Warlordism, a Japanese invasion and civil war didn’t help, and for Chiang Kai-shek the authors reserve a particular scorn.

And so we come to the star of the book: Chairman Mao.

“For better or worse, he was a leader unafraid to exercise authority” is the verdict.

The same could be said of Pol Pot or Genghis Khan, but no matter. Legalism was a way of controlling the people and their officials and Mao certainly did that, as well as unifying the country and enforcing modernisation, in his manner.

The authors make no secret of their awe and admiration. For Mao, no setback or monstrous cruelty goes unqualified.

“Singular” is the book’s mollifying term for the Great Leap Forward of 1958-62, the biggest man-made disaster in history in which tens of millions starved, were purged or beaten to death.

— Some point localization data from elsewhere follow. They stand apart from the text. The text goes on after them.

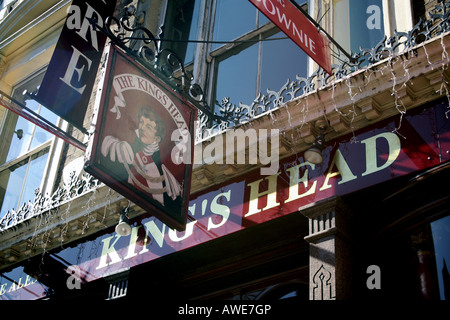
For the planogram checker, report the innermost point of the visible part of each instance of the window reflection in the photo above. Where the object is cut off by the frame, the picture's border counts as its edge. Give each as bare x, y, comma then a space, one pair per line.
441, 240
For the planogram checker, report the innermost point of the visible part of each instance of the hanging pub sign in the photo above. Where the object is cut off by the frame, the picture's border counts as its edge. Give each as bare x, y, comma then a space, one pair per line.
298, 28
68, 82
142, 142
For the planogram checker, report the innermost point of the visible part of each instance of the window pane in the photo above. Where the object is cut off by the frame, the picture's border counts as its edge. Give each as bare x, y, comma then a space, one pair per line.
11, 182
34, 177
233, 19
18, 146
236, 77
362, 20
40, 135
18, 182
281, 60
441, 240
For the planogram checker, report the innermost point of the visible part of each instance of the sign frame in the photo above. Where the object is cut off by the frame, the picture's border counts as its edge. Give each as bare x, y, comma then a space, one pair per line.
118, 90
68, 82
296, 25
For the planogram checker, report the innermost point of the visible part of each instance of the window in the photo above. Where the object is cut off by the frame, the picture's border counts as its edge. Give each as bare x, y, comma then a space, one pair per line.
245, 69
245, 53
358, 23
24, 151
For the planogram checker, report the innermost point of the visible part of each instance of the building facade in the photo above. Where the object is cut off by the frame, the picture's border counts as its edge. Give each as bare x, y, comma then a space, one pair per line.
369, 219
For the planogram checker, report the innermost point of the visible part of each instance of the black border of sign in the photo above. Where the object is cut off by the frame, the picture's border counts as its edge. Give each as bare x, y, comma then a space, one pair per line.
92, 163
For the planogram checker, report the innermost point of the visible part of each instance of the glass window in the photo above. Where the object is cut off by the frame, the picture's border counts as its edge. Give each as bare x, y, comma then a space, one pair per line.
24, 151
358, 23
246, 55
258, 60
441, 241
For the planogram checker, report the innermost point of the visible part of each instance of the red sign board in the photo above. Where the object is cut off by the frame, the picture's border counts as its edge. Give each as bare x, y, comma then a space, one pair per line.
141, 146
298, 28
353, 162
68, 82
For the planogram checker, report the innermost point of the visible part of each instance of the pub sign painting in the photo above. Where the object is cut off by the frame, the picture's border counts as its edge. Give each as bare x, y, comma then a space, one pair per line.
142, 142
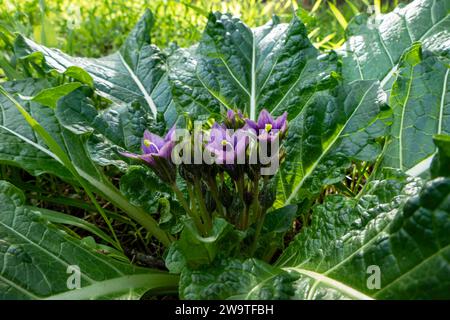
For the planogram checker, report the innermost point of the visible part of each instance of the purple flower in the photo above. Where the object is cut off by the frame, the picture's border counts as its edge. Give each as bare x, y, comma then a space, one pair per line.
156, 152
267, 127
226, 146
234, 119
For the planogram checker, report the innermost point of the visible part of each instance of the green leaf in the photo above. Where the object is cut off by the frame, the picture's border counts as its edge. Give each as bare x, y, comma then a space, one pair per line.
376, 44
234, 279
35, 256
198, 250
137, 72
71, 151
420, 100
441, 161
274, 66
79, 74
406, 239
49, 97
276, 223
331, 130
19, 144
397, 228
62, 218
116, 128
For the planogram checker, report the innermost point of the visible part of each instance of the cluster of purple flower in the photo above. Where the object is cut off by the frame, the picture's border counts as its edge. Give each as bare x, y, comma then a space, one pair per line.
235, 146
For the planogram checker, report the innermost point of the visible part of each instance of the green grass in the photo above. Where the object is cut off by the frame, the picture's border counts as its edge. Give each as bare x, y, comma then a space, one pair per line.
99, 26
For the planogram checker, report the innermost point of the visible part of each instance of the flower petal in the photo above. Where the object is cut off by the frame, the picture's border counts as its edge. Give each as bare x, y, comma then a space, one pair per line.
264, 118
280, 121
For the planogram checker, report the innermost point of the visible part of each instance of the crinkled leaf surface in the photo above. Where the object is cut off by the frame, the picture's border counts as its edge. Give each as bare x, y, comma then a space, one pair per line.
420, 99
332, 129
35, 256
409, 243
397, 227
19, 144
116, 128
137, 72
273, 66
234, 279
440, 166
375, 45
72, 143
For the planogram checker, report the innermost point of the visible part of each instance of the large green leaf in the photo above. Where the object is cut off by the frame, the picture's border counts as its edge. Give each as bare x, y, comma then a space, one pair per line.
273, 66
20, 146
396, 229
116, 128
137, 72
234, 279
35, 256
409, 244
441, 161
332, 129
420, 100
375, 45
71, 144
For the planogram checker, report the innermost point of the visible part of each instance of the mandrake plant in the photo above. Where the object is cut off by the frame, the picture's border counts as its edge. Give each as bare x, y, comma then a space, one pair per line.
375, 110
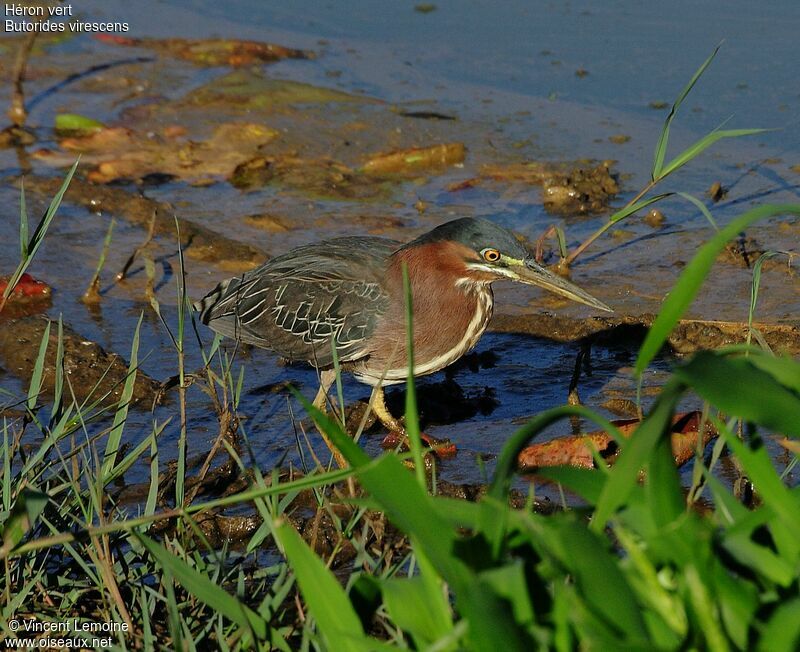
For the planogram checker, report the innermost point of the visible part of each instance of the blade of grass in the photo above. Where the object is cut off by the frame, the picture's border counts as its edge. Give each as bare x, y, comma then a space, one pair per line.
204, 589
327, 602
38, 235
412, 416
121, 415
703, 144
661, 146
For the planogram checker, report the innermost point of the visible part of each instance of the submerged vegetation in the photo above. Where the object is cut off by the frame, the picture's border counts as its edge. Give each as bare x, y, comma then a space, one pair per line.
382, 559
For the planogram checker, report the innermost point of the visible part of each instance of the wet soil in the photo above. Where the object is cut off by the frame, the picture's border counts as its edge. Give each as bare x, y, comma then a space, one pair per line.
388, 139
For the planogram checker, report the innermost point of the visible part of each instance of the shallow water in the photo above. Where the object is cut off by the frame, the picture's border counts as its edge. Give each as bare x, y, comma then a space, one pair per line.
508, 72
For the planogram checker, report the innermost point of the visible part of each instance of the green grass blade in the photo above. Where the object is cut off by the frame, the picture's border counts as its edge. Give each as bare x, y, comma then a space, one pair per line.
121, 415
701, 207
761, 399
689, 282
412, 416
23, 222
38, 234
661, 146
205, 590
754, 287
782, 633
703, 144
636, 207
58, 387
29, 506
35, 386
635, 454
327, 602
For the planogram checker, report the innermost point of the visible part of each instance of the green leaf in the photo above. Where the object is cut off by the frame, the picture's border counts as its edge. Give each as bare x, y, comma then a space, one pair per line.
661, 146
636, 207
689, 282
77, 124
635, 454
23, 222
601, 585
740, 388
326, 599
702, 207
26, 511
782, 633
38, 234
758, 465
202, 588
121, 415
35, 387
703, 144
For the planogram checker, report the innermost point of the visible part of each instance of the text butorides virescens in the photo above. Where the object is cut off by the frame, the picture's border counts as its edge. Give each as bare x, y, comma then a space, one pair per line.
348, 293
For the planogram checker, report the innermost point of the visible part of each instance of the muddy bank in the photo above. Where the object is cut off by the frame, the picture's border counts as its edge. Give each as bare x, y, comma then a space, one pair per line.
199, 242
89, 370
689, 335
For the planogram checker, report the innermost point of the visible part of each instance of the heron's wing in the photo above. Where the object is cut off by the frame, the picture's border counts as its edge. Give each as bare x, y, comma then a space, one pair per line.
298, 303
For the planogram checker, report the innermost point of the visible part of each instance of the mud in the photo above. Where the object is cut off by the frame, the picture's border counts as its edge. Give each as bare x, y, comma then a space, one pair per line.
199, 242
689, 335
567, 189
89, 371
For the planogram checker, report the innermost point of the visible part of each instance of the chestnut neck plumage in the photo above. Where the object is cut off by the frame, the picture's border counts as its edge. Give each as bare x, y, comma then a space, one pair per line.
451, 308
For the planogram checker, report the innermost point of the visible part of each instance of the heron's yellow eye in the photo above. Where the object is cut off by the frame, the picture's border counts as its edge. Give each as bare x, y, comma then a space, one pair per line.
491, 255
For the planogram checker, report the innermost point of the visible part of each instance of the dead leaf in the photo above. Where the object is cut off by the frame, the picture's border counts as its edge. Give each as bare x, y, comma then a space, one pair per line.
415, 160
577, 450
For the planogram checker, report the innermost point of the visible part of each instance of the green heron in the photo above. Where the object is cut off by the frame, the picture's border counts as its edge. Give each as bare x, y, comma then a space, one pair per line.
348, 293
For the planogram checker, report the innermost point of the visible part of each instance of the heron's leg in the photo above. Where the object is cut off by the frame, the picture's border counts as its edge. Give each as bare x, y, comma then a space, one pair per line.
382, 412
327, 377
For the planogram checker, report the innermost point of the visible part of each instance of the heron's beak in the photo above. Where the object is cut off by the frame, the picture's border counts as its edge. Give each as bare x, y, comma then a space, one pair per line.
532, 273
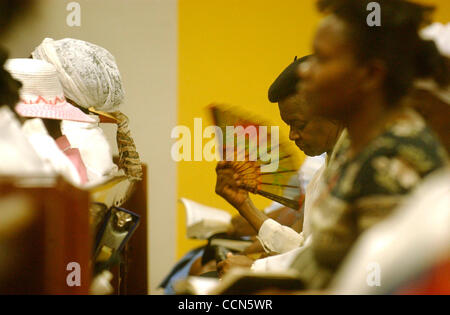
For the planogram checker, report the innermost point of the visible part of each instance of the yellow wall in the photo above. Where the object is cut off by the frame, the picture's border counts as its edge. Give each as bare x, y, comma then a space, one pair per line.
230, 51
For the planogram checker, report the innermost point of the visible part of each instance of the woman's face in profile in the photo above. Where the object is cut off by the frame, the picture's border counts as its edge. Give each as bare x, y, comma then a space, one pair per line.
332, 77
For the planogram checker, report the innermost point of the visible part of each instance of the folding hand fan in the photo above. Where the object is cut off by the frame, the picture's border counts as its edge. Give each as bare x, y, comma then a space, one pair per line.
252, 151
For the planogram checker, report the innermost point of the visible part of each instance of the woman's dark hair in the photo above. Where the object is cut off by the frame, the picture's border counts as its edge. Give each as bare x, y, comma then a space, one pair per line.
396, 42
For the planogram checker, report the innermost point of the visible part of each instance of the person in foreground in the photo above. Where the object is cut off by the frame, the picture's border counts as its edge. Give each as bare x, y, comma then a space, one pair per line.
359, 75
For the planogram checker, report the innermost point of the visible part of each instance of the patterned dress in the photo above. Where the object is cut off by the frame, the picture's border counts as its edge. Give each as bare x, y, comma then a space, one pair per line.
363, 190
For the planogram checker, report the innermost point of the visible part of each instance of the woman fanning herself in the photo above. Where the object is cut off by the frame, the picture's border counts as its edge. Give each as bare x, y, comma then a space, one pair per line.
358, 75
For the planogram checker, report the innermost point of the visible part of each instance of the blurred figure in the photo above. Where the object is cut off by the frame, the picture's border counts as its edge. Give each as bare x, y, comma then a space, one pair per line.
91, 81
406, 247
358, 75
427, 97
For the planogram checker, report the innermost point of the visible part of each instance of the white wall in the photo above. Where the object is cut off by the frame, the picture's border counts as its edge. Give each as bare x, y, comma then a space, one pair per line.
142, 35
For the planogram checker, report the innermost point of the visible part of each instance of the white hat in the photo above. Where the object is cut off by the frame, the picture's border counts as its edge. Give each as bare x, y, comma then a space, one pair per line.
41, 94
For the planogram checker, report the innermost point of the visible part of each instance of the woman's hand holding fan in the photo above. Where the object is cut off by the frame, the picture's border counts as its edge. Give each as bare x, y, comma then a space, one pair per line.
227, 185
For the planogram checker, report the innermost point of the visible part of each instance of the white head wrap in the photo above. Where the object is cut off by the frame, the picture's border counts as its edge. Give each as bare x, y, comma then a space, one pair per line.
440, 34
88, 73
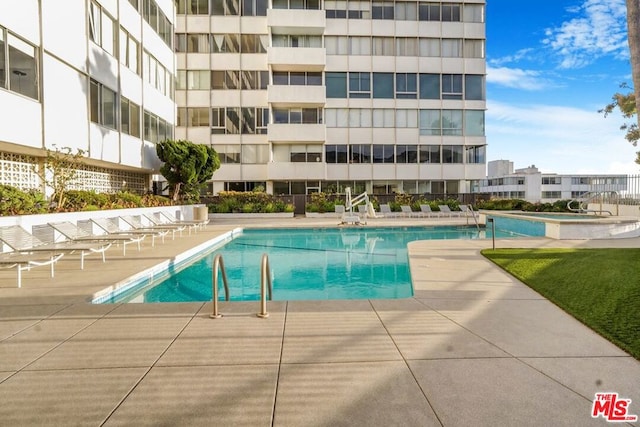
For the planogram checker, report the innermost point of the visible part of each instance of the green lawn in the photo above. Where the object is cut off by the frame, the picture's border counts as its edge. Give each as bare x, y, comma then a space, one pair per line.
599, 287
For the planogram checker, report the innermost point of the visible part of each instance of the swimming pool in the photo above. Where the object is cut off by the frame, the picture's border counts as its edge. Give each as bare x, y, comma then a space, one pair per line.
564, 225
306, 264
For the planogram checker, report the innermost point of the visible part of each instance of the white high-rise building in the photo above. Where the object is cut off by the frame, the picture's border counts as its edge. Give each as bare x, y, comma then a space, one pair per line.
90, 75
298, 96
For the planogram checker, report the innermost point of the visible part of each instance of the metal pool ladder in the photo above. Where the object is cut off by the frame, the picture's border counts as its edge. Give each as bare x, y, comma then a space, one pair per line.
218, 264
266, 289
265, 285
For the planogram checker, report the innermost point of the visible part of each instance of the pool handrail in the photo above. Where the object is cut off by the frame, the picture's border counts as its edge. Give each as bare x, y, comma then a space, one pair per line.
218, 265
265, 279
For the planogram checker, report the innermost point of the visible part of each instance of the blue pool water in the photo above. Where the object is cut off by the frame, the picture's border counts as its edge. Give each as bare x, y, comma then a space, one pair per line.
306, 264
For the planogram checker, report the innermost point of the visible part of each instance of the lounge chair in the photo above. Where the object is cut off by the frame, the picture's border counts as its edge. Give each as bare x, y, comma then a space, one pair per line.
161, 220
136, 224
446, 210
466, 210
77, 234
425, 210
109, 225
173, 220
21, 241
385, 210
407, 211
27, 262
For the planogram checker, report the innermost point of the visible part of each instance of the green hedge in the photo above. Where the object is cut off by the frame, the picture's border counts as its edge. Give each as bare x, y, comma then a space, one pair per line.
14, 201
247, 202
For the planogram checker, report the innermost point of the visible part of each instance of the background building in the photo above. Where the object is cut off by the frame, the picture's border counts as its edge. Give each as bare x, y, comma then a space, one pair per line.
299, 96
91, 75
534, 186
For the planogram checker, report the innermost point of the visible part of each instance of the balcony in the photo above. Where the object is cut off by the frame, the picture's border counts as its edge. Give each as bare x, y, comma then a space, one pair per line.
292, 96
296, 21
290, 132
297, 58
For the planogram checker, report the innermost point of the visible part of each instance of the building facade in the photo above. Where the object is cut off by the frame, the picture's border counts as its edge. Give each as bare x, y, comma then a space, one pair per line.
90, 75
534, 186
299, 96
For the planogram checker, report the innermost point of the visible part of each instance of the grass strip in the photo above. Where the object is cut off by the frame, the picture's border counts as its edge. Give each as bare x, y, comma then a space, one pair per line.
599, 287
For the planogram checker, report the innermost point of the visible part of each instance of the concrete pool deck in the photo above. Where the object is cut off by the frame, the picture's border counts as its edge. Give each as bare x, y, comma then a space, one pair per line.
474, 346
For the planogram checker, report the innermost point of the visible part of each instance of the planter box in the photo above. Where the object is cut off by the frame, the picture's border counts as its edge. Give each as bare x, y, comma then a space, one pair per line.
252, 215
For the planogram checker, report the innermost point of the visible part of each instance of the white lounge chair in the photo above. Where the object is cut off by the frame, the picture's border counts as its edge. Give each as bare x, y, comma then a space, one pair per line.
21, 241
407, 211
137, 224
28, 261
425, 210
77, 234
446, 210
385, 210
109, 225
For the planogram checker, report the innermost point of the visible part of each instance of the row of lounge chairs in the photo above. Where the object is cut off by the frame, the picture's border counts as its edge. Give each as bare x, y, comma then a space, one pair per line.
407, 212
23, 250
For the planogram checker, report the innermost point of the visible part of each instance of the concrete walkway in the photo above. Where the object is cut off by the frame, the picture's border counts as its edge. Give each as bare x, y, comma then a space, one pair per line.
474, 347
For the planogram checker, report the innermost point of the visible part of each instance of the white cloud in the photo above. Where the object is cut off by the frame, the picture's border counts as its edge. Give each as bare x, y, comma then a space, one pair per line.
598, 30
516, 78
558, 139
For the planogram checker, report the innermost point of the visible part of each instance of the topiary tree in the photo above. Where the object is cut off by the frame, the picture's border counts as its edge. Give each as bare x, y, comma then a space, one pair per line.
187, 166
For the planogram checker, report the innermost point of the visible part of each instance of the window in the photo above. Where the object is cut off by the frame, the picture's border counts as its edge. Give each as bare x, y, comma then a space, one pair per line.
406, 11
382, 9
225, 80
228, 154
383, 153
18, 65
551, 194
225, 7
473, 48
335, 9
336, 85
452, 154
452, 86
550, 180
406, 86
103, 105
102, 28
474, 123
452, 48
254, 7
430, 122
336, 153
384, 46
335, 45
428, 11
383, 85
406, 46
429, 47
450, 12
474, 87
217, 121
129, 51
406, 153
430, 154
192, 7
359, 45
129, 117
359, 85
359, 9
255, 154
473, 13
360, 153
451, 122
476, 154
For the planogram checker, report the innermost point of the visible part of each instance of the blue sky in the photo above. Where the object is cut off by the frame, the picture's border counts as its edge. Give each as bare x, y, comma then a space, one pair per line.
551, 65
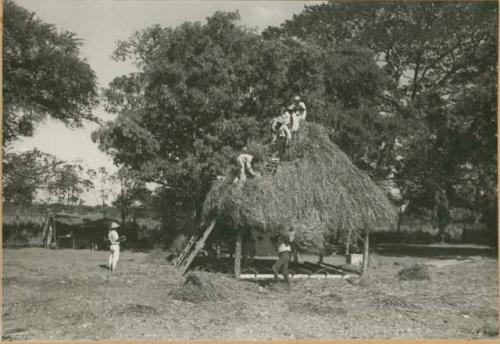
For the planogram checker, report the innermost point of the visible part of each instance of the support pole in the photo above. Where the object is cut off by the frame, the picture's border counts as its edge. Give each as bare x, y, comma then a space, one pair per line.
366, 251
237, 256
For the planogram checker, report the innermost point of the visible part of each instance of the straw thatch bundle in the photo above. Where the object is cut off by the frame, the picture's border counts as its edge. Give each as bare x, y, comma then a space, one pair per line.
317, 190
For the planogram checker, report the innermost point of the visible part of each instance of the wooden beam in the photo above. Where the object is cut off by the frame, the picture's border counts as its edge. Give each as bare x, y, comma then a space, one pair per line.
199, 245
237, 256
366, 251
259, 277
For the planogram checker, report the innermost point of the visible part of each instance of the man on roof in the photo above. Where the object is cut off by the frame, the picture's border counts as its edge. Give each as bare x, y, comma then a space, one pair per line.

The subject gets five pages. Despite Yang Jisheng’s authoritative book Tombstone, mention of widespread cannibalism goes by the board here, together with any claim to scholarly objectivity.

While admitting the chaos and deaths caused by the Great Leap and the Cultural Revolution, the chapter heading — “Creative Destruction” — suggests it wasn’t all bad. Having spent three years in Beijing at the peak of the Red Guard tyranny (1966-69), I disagree.

A strange beast is stirring in China studies. As the Chinese learn more about Mao’s atrocities, his Western apologists become more serpentine in his defence.

Hence the assertion, endlessly repeated here, that the Great Helmsman prepared the way for the country’s flourishing.

We blink, we read again, but there it is: “Seen this way, Mao’s brutal interim was perhaps the essential, but paradoxical, precursor to China’s subsequent boom under Deng Xiaoping and his successors, the antecedent to the Chinese people being able to free themselves at last from their past.”

“Mao presented Deng with a vast new construction site on which the demolition of old structures and strictures had already largely been completed.”

Do the deaths of some 70 million in this demolition validate in retrospect his totalitarian methods? (the authors coyly prefer “totalistic.”) The book’s logic leads in strange directions, and an element of black humour is hard to resist.

Mao once said of Hitler: “The more people you kill, the more revolutionary you are.”

Hitler’s wars killed fewer than Mao’s dictatorship, but then on the ruins of Germany its postwar economic miracle was built. So was it all worthwhile in Germany too? I simplify a little, but the authors obfuscate a lot.

The remainder of the book, on the post-Mao era, has little new to offer, and daintily skirts the issue of democracy. The photographs, on the other hand, are outstanding.

(‘Wealth and Power: China’s Long March to the 21st Century’ by Orville Schell and John Delury is published by Random House in the US and Little/Brown in the UK (496 pages, $30 or 14.99 pounds).

George Walden is a former UK diplomat and Conservative minister. He is a critic for Muse, the arts and leisure section of Bloomberg News. The opinions expressed are his own.